Bryson氏は「IntelがCEO交代の直前に重大な決断を下すとは思えない。その上、IntelはCEO交代を伝える文書の中で、7nmへの移行スケジュールに関して投資家に良いニュースを提供できるだろうと示唆していた。とはいえ、TSMCは、Intelの方針にかかわらず、今後数年間にわたり確固たるポジションを維持するとみている」と語った。
ただしBryson氏は、TSMCの強気な事業拡大計画について、警告も発している。
同氏は、「設備投資費を急増させると、結局のところそれが循環的な低迷を促進するきっかけになる場合がある。しかし、半導体業界にはさまざまな成長ドライバーが存在しているため、まだ循環サイクルの曲がり角には近づいていない」と述べる。
スイスの投資銀行Credit Suisse(クレディ・スイス)のバイスプレジデントを務めるRandy Abrams氏は、EE Timesに提供したレポートの中で、「IntelがCPU製造の大部分をTSMCにアウトソースするようになるのは、まだ数年先ではないだろうか」と述べている。
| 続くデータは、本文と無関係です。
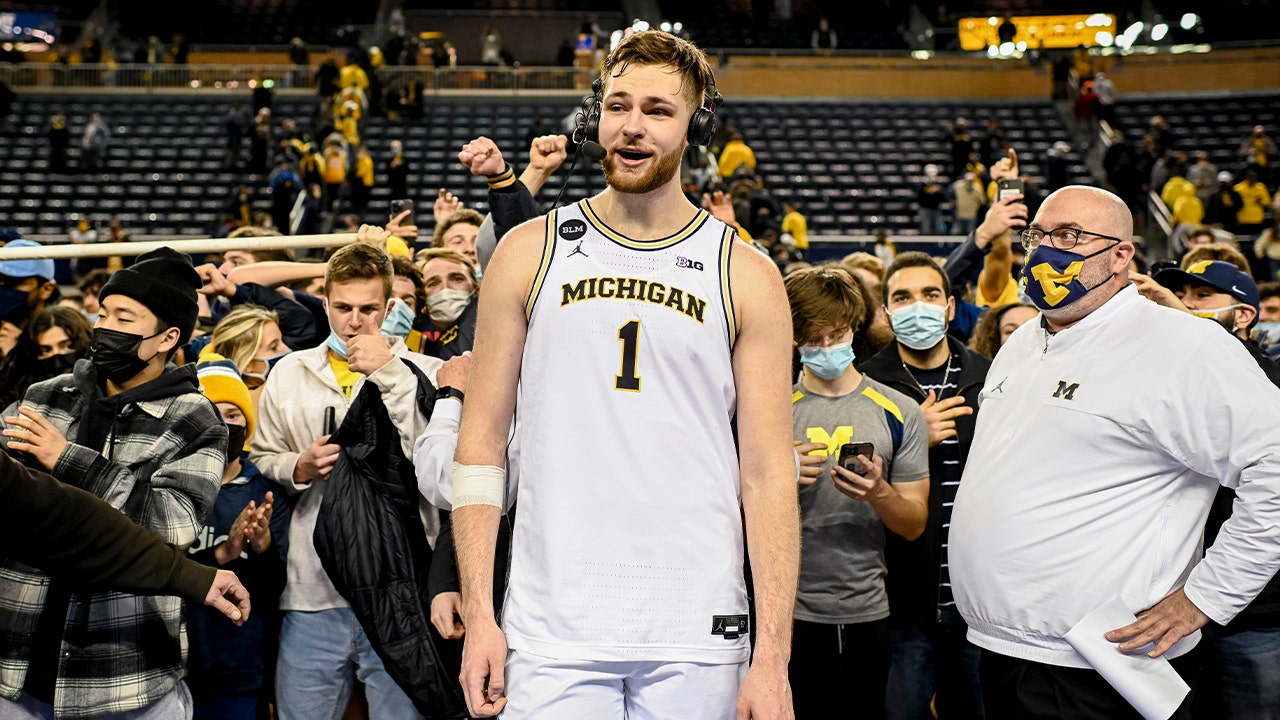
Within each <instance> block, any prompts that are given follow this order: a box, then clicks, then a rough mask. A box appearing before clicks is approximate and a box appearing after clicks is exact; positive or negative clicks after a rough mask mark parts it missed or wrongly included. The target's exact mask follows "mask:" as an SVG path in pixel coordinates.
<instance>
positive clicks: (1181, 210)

英国の株式調査会社Arete Researchのシニアアナリストを務めるBrett Simpson氏は、米国EE Timesとの電子メールのやりとりの中で、「Intelは、CPUについては今後も引き続き自社製造する見込みだが、他の製品に関しては、早ければ2021年中にアウトソースするのではないかとの見方もある。同社は恐らく、2021〜2022年にかけて、主力製品ではないCPUの製造においてファウンドリーの利用を開始するだろう」とコメントしている。
また同氏は、「Intelは2021年2月半ばに、CEOの交代を予定しているため、最終的に計画をまとめ上げるまでにはもう少し時間を要するのではないか」と述べた。
さらに、「GAA(Gate-All-Around)や3次元積層といったトランジスタ技術の進化が進んでいることもあり、Intelは10nmから7nmに移行する際、トランジスタ密度を大きく向上しようとしている。同社が現在、10nmプロセスで約1億トランジスタ/mm2を達成しているのに対し、TSMCは、5nmプロセスで約1億7500万トランジスタ/mm2を実現している。このためIntelは、今後も製造を継続していく上でのあらゆる決断を正当化することができるよう、7mプロセスでトランジスタ密度の大幅な向上を実現する必要があるのだ」と続けた。